I have a table that I’m pretty sure in the very near future (within a year) will reach 14 million rows, and I’m trying to scale out my web app before hitting any bottleneck. I’m in dilemma whether I should use sharding or replication?
What is a good strategy for my web app?
Table structure in which I’ll have millions of rows:
id mediumint(8) unsigned NO NULL auto_increment user_id smallint(5) unsigned NO NULL jqci_id mediumint(8) unsigned NO NULL selected_answer enum('a','b','c','d') NO NULL
Mysql replication won’t address performance issues on large tables. It just allows you to have another copy you might use for failover, backup or reporting in cases of heavy hitting queries.

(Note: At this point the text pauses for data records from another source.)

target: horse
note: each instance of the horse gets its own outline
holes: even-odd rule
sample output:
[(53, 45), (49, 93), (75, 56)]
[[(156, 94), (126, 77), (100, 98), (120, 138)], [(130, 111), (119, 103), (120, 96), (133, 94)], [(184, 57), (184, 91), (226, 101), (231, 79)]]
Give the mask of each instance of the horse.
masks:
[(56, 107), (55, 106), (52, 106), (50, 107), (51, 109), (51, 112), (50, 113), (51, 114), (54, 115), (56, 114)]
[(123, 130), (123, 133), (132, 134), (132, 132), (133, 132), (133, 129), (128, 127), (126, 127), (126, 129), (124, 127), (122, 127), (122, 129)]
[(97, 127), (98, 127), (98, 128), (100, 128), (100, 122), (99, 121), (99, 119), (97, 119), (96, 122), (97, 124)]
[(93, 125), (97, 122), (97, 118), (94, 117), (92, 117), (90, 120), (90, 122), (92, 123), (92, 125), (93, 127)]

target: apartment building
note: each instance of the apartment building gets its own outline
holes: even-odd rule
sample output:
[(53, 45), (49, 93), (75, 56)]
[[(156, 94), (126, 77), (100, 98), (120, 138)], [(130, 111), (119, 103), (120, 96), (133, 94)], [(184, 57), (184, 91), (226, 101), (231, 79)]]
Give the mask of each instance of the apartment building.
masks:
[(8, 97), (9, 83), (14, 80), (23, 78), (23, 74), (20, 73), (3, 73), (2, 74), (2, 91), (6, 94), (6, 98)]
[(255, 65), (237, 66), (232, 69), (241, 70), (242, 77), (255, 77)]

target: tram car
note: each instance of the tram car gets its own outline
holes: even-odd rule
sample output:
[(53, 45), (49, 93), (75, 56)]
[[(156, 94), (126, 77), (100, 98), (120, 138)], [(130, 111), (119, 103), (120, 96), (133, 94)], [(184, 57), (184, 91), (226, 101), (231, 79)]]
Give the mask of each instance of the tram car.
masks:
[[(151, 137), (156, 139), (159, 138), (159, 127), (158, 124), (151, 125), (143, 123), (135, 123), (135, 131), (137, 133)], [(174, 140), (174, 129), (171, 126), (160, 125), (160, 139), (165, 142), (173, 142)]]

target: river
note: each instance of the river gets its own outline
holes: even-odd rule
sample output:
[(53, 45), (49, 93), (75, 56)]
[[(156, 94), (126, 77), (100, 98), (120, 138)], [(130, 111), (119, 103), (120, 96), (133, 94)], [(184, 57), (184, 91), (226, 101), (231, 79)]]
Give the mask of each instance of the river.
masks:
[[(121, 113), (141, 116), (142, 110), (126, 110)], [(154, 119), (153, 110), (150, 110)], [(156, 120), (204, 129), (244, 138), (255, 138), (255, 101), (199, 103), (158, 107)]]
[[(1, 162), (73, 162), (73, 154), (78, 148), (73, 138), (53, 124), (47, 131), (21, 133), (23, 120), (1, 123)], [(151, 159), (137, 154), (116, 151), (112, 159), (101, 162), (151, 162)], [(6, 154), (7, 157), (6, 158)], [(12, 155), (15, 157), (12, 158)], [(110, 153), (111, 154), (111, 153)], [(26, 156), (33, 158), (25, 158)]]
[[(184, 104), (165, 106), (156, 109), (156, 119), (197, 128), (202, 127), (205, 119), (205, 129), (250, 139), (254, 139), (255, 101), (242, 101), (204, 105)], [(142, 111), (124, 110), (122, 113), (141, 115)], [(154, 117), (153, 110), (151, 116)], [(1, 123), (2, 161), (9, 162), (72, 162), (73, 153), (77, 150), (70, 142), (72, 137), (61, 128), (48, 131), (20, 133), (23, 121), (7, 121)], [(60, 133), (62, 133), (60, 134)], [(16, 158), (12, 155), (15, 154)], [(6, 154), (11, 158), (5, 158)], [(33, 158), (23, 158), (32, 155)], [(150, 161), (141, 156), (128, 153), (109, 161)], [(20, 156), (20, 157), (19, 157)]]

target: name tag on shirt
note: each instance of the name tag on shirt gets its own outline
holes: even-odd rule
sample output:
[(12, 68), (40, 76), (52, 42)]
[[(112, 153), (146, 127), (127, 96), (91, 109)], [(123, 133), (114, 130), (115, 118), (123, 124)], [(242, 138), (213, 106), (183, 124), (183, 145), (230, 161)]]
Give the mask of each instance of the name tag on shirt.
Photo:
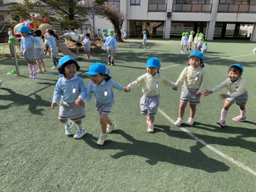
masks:
[(76, 85), (72, 85), (72, 92), (73, 92), (73, 93), (76, 93), (77, 89), (77, 86)]

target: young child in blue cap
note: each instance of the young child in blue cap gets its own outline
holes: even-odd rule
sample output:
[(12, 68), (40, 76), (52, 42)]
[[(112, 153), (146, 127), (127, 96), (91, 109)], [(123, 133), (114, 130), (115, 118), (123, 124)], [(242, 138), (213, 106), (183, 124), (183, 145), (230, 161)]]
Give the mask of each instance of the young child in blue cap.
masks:
[(227, 74), (229, 78), (209, 91), (205, 89), (206, 91), (203, 93), (203, 95), (207, 96), (223, 88), (227, 87), (228, 91), (227, 94), (223, 93), (219, 96), (221, 99), (226, 99), (221, 110), (221, 119), (216, 122), (222, 127), (225, 126), (228, 110), (235, 102), (239, 106), (240, 115), (234, 117), (233, 119), (238, 122), (244, 121), (246, 119), (245, 104), (248, 100), (248, 92), (245, 88), (245, 80), (241, 77), (244, 68), (240, 64), (230, 65)]
[[(66, 134), (71, 134), (74, 121), (78, 129), (74, 138), (80, 139), (86, 133), (81, 119), (85, 118), (83, 99), (87, 90), (82, 78), (76, 74), (80, 69), (76, 60), (65, 55), (60, 59), (58, 67), (61, 78), (54, 88), (52, 108), (54, 109), (61, 98), (58, 118), (65, 125)], [(71, 120), (68, 121), (67, 118)]]
[(147, 116), (148, 132), (151, 133), (154, 132), (154, 122), (160, 101), (160, 85), (169, 87), (174, 85), (174, 83), (159, 73), (160, 67), (157, 58), (149, 58), (146, 65), (146, 73), (125, 87), (126, 91), (130, 92), (132, 88), (142, 87), (144, 94), (140, 99), (140, 111), (143, 115)]
[(97, 141), (97, 144), (102, 145), (107, 139), (107, 134), (116, 128), (116, 125), (108, 117), (111, 113), (115, 102), (113, 88), (124, 91), (124, 87), (111, 79), (110, 72), (104, 64), (95, 63), (92, 64), (89, 71), (85, 74), (90, 75), (91, 81), (88, 84), (84, 103), (88, 102), (93, 94), (96, 99), (96, 109), (100, 115), (99, 122), (102, 133)]
[(186, 124), (189, 125), (193, 125), (195, 122), (194, 117), (196, 111), (196, 105), (200, 102), (201, 95), (206, 84), (206, 72), (203, 63), (204, 60), (204, 55), (200, 51), (194, 51), (189, 57), (189, 66), (181, 72), (174, 88), (177, 90), (179, 86), (184, 83), (180, 99), (179, 117), (174, 123), (177, 126), (183, 123), (185, 109), (189, 101), (190, 115)]

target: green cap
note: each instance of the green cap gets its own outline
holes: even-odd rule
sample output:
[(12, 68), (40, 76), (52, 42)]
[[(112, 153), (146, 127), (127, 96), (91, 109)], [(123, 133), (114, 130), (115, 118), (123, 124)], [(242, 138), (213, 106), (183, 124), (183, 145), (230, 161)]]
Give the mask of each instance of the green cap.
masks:
[(113, 29), (110, 29), (109, 31), (108, 31), (108, 35), (110, 36), (113, 36), (114, 35), (114, 30)]

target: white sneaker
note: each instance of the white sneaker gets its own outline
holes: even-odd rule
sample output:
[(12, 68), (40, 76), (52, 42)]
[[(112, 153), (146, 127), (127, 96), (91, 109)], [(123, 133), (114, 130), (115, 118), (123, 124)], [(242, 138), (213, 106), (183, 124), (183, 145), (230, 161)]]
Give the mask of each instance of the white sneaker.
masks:
[(80, 139), (86, 134), (86, 131), (85, 131), (84, 128), (82, 130), (78, 129), (76, 134), (74, 135), (74, 138), (75, 139)]
[(193, 125), (193, 123), (194, 123), (194, 122), (195, 122), (194, 119), (189, 117), (189, 120), (186, 123), (186, 124), (189, 125)]
[(183, 119), (181, 119), (181, 118), (180, 118), (180, 117), (178, 117), (178, 119), (176, 121), (176, 122), (174, 123), (174, 125), (177, 125), (177, 126), (180, 126), (180, 124), (182, 124), (182, 123), (183, 123), (183, 122), (184, 122), (184, 120)]

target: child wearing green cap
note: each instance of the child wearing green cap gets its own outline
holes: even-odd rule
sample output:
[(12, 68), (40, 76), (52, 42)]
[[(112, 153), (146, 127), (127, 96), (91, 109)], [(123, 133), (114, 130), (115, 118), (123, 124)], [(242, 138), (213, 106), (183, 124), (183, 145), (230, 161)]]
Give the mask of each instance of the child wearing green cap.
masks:
[[(72, 57), (65, 55), (61, 58), (58, 69), (61, 78), (55, 86), (51, 106), (54, 109), (61, 99), (59, 120), (65, 125), (65, 132), (68, 136), (71, 134), (74, 122), (76, 122), (78, 130), (74, 135), (75, 139), (82, 138), (86, 133), (81, 119), (85, 118), (83, 99), (87, 89), (83, 79), (76, 74), (79, 69), (76, 60)], [(68, 121), (68, 118), (71, 120)]]
[(144, 49), (143, 49), (144, 51), (146, 50), (146, 43), (147, 43), (147, 32), (146, 31), (144, 31), (143, 32), (143, 41), (142, 41), (142, 44), (144, 47)]
[(181, 38), (181, 42), (180, 43), (180, 45), (181, 45), (181, 48), (180, 49), (180, 52), (183, 53), (183, 39), (185, 37), (185, 32), (182, 33), (182, 37)]
[[(109, 36), (106, 38), (106, 42), (104, 44), (104, 51), (108, 51), (108, 64), (109, 65), (115, 65), (114, 64), (114, 54), (117, 52), (117, 46), (116, 38), (113, 37), (114, 30), (110, 29), (108, 34)], [(110, 62), (111, 59), (111, 62)]]
[(191, 51), (191, 47), (192, 47), (192, 41), (193, 41), (193, 35), (194, 35), (194, 32), (192, 31), (190, 32), (190, 35), (189, 37), (189, 44), (187, 48), (188, 51)]
[(142, 87), (143, 95), (140, 99), (140, 111), (143, 115), (147, 116), (148, 132), (150, 133), (154, 132), (154, 122), (160, 101), (160, 85), (171, 87), (175, 85), (174, 83), (159, 73), (160, 67), (157, 58), (149, 58), (146, 65), (146, 73), (129, 84), (125, 90), (129, 92), (132, 88)]
[(246, 120), (245, 104), (248, 100), (248, 96), (245, 88), (245, 80), (241, 77), (243, 72), (244, 68), (240, 64), (231, 65), (227, 74), (229, 78), (209, 91), (205, 89), (205, 91), (203, 93), (203, 95), (207, 96), (223, 88), (226, 87), (227, 89), (227, 94), (223, 93), (219, 95), (220, 98), (221, 99), (226, 99), (221, 110), (221, 119), (216, 122), (218, 125), (221, 127), (225, 126), (228, 110), (235, 102), (239, 106), (240, 115), (234, 117), (233, 119), (238, 122)]
[(9, 37), (12, 36), (12, 28), (9, 28), (8, 29), (8, 30), (9, 30), (8, 32), (8, 35), (9, 35)]

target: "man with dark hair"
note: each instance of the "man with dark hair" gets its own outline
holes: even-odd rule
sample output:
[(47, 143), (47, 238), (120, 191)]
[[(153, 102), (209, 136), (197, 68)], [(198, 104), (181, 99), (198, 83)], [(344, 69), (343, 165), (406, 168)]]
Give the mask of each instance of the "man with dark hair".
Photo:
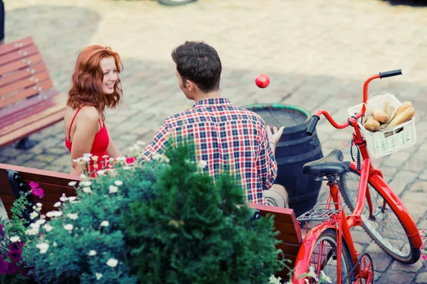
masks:
[(222, 66), (211, 46), (186, 41), (172, 55), (179, 88), (195, 104), (167, 118), (138, 161), (162, 154), (171, 140), (191, 140), (198, 162), (206, 165), (204, 170), (214, 177), (223, 170), (238, 175), (247, 202), (288, 207), (285, 188), (273, 185), (278, 170), (274, 151), (283, 127), (273, 127), (272, 133), (260, 116), (221, 95)]

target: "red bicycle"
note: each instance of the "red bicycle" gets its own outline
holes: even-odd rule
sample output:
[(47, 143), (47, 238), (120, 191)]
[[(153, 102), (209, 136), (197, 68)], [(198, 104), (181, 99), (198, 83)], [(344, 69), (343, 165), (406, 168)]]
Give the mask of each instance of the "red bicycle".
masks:
[[(357, 114), (338, 124), (325, 110), (312, 116), (307, 130), (312, 135), (320, 116), (323, 114), (335, 128), (352, 126), (353, 144), (359, 151), (357, 161), (343, 162), (342, 153), (334, 150), (326, 157), (308, 163), (302, 168), (305, 174), (327, 181), (330, 193), (325, 204), (297, 218), (301, 222), (322, 221), (304, 239), (295, 261), (294, 283), (317, 283), (322, 272), (337, 283), (373, 283), (374, 266), (368, 253), (356, 251), (350, 229), (362, 226), (390, 256), (404, 263), (413, 263), (421, 256), (421, 239), (408, 210), (373, 167), (367, 142), (357, 121), (366, 111), (368, 85), (375, 79), (401, 75), (401, 70), (379, 72), (367, 79), (363, 88), (363, 105)], [(360, 157), (360, 155), (362, 157)], [(352, 213), (346, 216), (339, 192)], [(306, 226), (307, 228), (307, 226)], [(306, 229), (307, 230), (307, 229)], [(298, 279), (298, 275), (308, 276)], [(313, 273), (315, 275), (313, 275)]]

Your table schema is tiny. Even with 14 million rows you could fit that in ram on even modest hardware.
All the same, if you want to look at sharding you could read up on mysql partitioning
You say you expect 14 million rows; you’re dangerously close to the max value for your medium PK there. Just go head and make that an int instead of worrying about the extra byte/entry.
If I understand the question, I presume that your growing table needs all 14 million current rows. If not, why not archive what is not needed during non-peak times?
Since your table definition involves a grain of fact (the selected_answer column), why not add a datetime column, then utilize MySQL table partitioning to horizontally shard your data? Explained here. Then you can use EXPLAIN to examine your queries to make sure they match up with your indexing strategy.